The plumber’s apprentice who admitted to setting a fire that razed portions of a massive student apartment complex at Washington State University in Pullman will spend more than four years and four months in federal prison, a judge ruled Tuesday.
Bryan Lee Kitchen, 33, was arrested by Pullman police about a week after the blaze burned 88 units at The Grove apartment complex on July 14, 2013, causing more than $4 million in damage. An officer ran the plates of Kitchen’s 2003 Saturn sedan as it sat unattended near the construction site around 2:15 a.m. The fire was reported a little more than an hour later.
Kitchen apologized for setting the fire and thanked emergency personnel who kept the flames from spreading.
“I regret all those things I did when I was drunk,” Kitchen said. A psychiatrist diagnosed the 33-year-old with pyromania, bipolar disorder and Asperger’s syndrome, said Kitchen’s attorney, Jay McEntire.
Kitchen pleaded guilty in January to a single criminal count of maliciously using fire to damage a building used in interstate commerce. According to court documents, Kitchen said he was drunk at the time of the fire and heard voices in his head. Arson investigators later determined Kitchen used a Bic lighter and materials on the job site to ignite the flames.
Kitchen worked as a subcontractor on the projectThe flames destroyed four buildings in the eight-building complex, which opened on a limited basis that October, according to news reports. Of the $4.7 million in restitution Judge Lonny R. Suko ordered Kitchen to pay, most will go to Campus Crest Communities, the North Carolina-based company that built the complex. WSU also will receive compensation, though federal prosecutor Aine Ahmed said it was unlikely Kitchen would be able to pay the full amount “short of Mr. Kitchen winning the lottery.”
Before the sentence was announced, Kitchen’s wife asked Judge Suko to impose the recommended sentence of between five and 20 years so that Kitchen could return home to his two children.
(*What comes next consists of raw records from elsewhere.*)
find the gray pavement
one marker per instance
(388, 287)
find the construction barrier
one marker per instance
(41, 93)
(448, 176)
“I’ve known Brian since he was 16,” his wife said. “I have never felt threatened by him.”
Prosecutors agreed to seek a more lenient sentence because Kitchen was cooperating in other arson investigations in which he was involved, according to court documents.
Ahmed said Kitchen met with Pullman fire investigators, who were able to close “eight to 10” arson cold cases based on information he provided.
Kitchen will will pay $25 every three months while incarcerated, and at least 10 percent of his household income every month after that.